German philologist (1846–1921)

Hermann Otto Theodor Paul (August 7, 1846, Salbke – December 29, 1921, Munich) was a German philologist, linguist and lexicographer.

==Biography==
He studied at the Friedrich Wilhelm University of Berlin and Leipzig University, and in 1874 became professor of German language and literature in the University of Freiburg. In 1893, he was appointed professor of German philology at the Ludwig-Maximilians-Universität München. He was a prominent Neogrammarian.

==Works==
His main work, Prinzipien der Sprachgeschichte (Halle: Max Niemeyer, 1st ed. 1880; 3d ed. 1898), has been translated into English:
Paul, Hermann 1970. Principles of the History of Language, translated from 2nd edition by H. A. Strong (1888; retranslated with changes by Strong, Logeman, and Wheeler in 1891). College Park: McGroth Publishing Company, ISBN 0-8434-0114-1.

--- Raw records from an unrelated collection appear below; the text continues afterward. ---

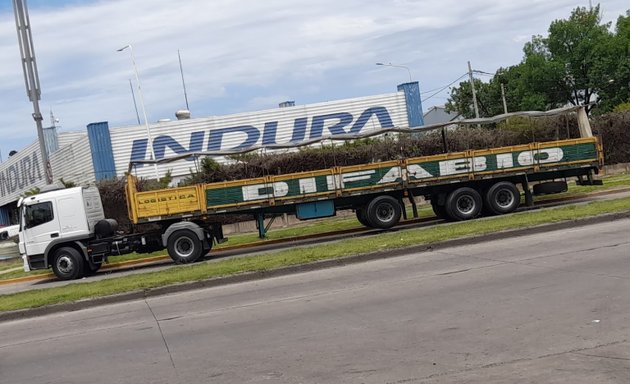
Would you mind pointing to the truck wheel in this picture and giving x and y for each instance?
(68, 264)
(184, 246)
(463, 204)
(383, 212)
(439, 210)
(501, 198)
(90, 268)
(362, 217)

According to Paul, sentences are the sum of their parts. They arise sequentially from individual associations, linked together in a linear form (1886. See also, Blumenthal, 1970). Wilhelm Wundt opposed this theory of sentences, arguing that they begin as a simultaneous thought that is converted into linear, sequential parts (1900).

Other works:

- Gab es eine mittelhochdeutsche Schriftsprache? (“Was there a middle high German written language?,” 1873)
- Zur Lautverschiebung (“Vowel shifting,” 1874)
- Kritische Beiträge zu den Minnesingern (“Critical contributions on the Minnesingers,” 1876)
- Zur Nibelungenfrage (“On the Nibelungen question,” 1877)
- Mittelhochdeutsche Grammatik (“Middle high German grammar,” 1881; 25th edition, 2007)
- Grundriss der germanischen Philologie, editor (“Outline of German philology,” 1891-93)
- Aufgabe und Methode der Geschichtswissenschaften (“Function and method of sciences of history,” 1920, E-Book: Berlin 2014, ISBN 978-3-944253-03-9
After 1874 Paul and Wilhelm Braune edited the Beiträge zur Geschichte der deutschen Sprache und Literatur (“Contributions to the history of the German language and its literature”).